Mais les autorités, selon Mme Makoni, ne prennent pas les mesures nécessaires pour punir les viols. «Les lois, ce n'est qu'un bout de papier, le gouvernement ne les appliquent pas. Parfois, lorsqu'on leur rapporte un cas d'abus, les autorités finissent par arrêter la victime et pas l'auteur. C'est quelque chose qui nous choque. Alors, non, le soutien n'est pas celui qu'on aimerait avoir.»

Envers et contre tous?

Betty Makoni est l'une des 10 candidates au concours du Héros de l'année 2009 du réseau de télévision américain CNN, dont le résultat sera connu la semaine prochaine. Mais cet honneur ne plaît pas à tous, dit-elle. «Il y a une campagne contre moi au Zimbabwe.»

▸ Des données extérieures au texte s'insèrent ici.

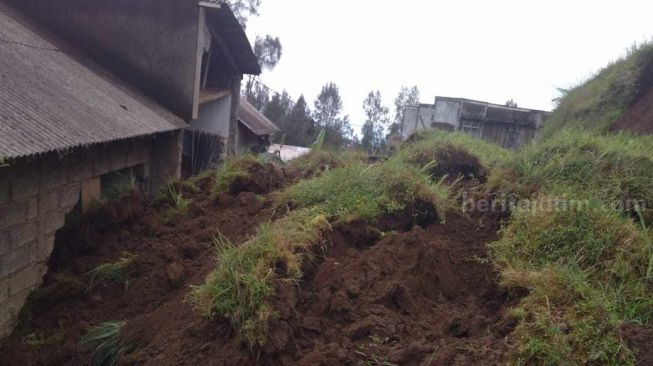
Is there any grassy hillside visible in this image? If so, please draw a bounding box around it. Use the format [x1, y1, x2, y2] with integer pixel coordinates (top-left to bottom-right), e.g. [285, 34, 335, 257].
[539, 41, 653, 139]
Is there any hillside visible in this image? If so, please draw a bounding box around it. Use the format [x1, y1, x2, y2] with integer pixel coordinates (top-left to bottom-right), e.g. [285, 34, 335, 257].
[1, 45, 653, 366]
[539, 42, 653, 138]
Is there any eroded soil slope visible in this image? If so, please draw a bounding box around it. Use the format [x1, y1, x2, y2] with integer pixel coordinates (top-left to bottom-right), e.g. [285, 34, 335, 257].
[1, 169, 517, 366]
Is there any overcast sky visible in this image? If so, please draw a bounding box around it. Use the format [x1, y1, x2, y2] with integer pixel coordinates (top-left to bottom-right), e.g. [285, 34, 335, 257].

«J'ai reçu des menaces parce j'ai dénoncé des viols commis par une personne influente. Ma vie était en danger.» C'est pour cette raison, dit-elle, qu'elle a été forcée de quitter le Zimbabwe et la direction du GCN. Elle partage maintenant sa vie entre le Botswana et l'Angleterre, où vit sa famille.

Selon elle, le gouvernement de Robert Mugabe ne ménage aucun effort pour discréditer son travail. Elle accuse le gouvernement d'avoir trompé Oxfam Novib, un des donateurs du GCN (voir autre texte). «Je les connais. Ils utilisent des agents secrets. C'est ce qui a pu arriver à Oxfam Novib. Ils ont mis un agent secret dans l'organisme et recueilli de l'information pour dire à Oxfam que leurs fonds ont été mal utilisés.»